MIAMI – A gray cat went scrambling for cover in the Marlins Park outfield midway through Tuesday night's game, and no wonder, given the barrage off Marcell Ozuna's bat.
Embrace the #RallyCat! @Marlins are looking for name recommendations for their newest teammate: https://t.co/K8Xckj3XYx pic.twitter.com/pme8LNduJf
— Cut4 (@Cut4) April 12, 2017
Ozuna homered twice and had a career-high six RBIs to help Miami win its home opener against the Atlanta Braves, 8-4.
Announced attendance was 36,519, and that didn't include a cat that ran onto the field midway through the game. It scurried along the outfield warning track, ran away from right fielder Giancarlo Stanton, crawled up the center field wall and then appeared to get stuck in the animatronic home run sculpture .

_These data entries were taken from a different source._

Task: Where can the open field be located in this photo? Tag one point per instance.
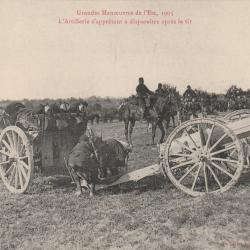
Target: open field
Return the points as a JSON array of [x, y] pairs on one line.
[[150, 215]]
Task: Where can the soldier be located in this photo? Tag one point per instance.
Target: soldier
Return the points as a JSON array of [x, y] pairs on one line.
[[159, 91], [189, 94], [143, 94]]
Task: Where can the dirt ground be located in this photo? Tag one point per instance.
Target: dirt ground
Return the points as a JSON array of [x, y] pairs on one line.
[[151, 214]]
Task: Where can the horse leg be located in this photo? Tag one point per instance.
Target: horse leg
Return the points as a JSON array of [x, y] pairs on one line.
[[154, 125], [91, 188], [173, 121], [131, 127], [126, 130], [161, 127], [78, 183]]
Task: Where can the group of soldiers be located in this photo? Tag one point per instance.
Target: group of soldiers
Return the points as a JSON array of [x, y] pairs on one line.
[[163, 90], [235, 97]]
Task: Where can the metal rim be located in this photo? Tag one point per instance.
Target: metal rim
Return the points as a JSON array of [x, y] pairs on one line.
[[16, 159], [203, 156], [237, 114]]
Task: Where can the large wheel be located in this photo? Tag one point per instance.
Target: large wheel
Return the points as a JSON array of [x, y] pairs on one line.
[[16, 159], [237, 115], [203, 156]]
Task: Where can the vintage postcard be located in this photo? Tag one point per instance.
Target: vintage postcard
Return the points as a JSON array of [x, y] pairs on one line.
[[124, 124]]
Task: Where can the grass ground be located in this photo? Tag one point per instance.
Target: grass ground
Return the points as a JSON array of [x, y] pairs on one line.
[[152, 216]]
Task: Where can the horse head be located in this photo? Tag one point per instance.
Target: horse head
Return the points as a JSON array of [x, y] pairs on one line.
[[64, 107]]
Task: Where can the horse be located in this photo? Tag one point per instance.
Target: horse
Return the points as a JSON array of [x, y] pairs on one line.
[[130, 111], [95, 161]]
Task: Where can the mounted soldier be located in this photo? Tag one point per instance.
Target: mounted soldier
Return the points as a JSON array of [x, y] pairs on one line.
[[144, 96], [159, 91], [189, 99]]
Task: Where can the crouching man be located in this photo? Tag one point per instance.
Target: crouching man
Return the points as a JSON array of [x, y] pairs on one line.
[[93, 161]]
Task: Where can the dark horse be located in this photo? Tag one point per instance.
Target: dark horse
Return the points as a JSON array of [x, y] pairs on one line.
[[157, 112]]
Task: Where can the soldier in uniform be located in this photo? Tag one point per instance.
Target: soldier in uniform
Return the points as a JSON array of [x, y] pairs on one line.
[[159, 91], [144, 95], [189, 94]]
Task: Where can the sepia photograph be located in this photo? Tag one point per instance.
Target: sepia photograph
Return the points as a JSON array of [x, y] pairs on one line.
[[124, 124]]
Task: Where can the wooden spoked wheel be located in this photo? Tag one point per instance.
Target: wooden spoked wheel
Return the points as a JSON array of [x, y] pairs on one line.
[[203, 156], [237, 115], [16, 159]]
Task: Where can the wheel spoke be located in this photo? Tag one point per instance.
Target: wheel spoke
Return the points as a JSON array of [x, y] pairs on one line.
[[12, 174], [183, 164], [23, 157], [223, 150], [217, 142], [225, 160], [185, 175], [25, 165], [16, 178], [14, 141], [23, 172], [231, 154], [205, 177], [209, 136], [20, 177], [10, 140], [184, 146], [214, 175], [191, 139], [222, 169], [201, 133], [196, 176], [7, 145], [8, 170], [5, 153], [4, 162]]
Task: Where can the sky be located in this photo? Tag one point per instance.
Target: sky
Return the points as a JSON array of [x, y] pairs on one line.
[[41, 58]]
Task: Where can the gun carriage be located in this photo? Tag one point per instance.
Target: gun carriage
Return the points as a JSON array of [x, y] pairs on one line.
[[200, 156], [30, 141]]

Marlins president David Samson said if Ozuna had hit a third homer, the sculpture would not have been activated for fear of harming the cat.
"He stayed up there for four innings," said Ozuna, the Marlins' left fielder. "Every time I went on defense, I looked up there and the cat was hiding its head. I said, `What are you doing up there?' In the last inning I didn't see it. I don't know where he went."
Ozuna said he didn't buy the notion the cat brought good luck.
"I detest cats," he said.
Ozuna hit a sacrifice fly in the first inning, a three-run homer in the third and a two-run homer in the fifth, doubling his season RBI total and hiking his average to .423. The two-homer game was the second of his career.
Ozuna hit 23 homers last year but batted only .209 after the All-Star break, and manager Don Mattingly wants him to stop trying to knock the ball over the fence.
"I've talked to him about hitting more doubles and using the gaps," Mattingly said. "We've talked about him hitting 50 doubles, and to me he hits 30 homers by mistake."
Nick Markakis had a solo homer for the Braves, who fell to 1-6 with their fifth consecutive loss.
"It's a little bit of pressure on guys," second baseman Brandon Phillips said. "We might be trying to do too much."
Bartolo Colon (0-1) needed 35 pitches to get through the first inning. He allowed six runs in four innings.
"He got a little fat in the strike zone," manager Brian Snitker said.
Dan Straily (1-1) allowed three runs, two earned, in five innings for his first victory since joining Miami. When he hit former Reds teammate Phillips in the midsection with a fastball in the fifth inning, they shared a laugh.
"I said something like, `I know you still love me,"' Straily said. "It's good when a guy can take it that way."
Three members of the Marlins' 1997 World Series championship team threw out the ceremonial first pitch -- Livan Hernandez, Edgar Renteria and Charles Johnson. And then the 2017 Marlins came out swinging, taking a 3-0 lead in the first.
Later came the cat.
"I was hoping it wasn't black," Mattingly said.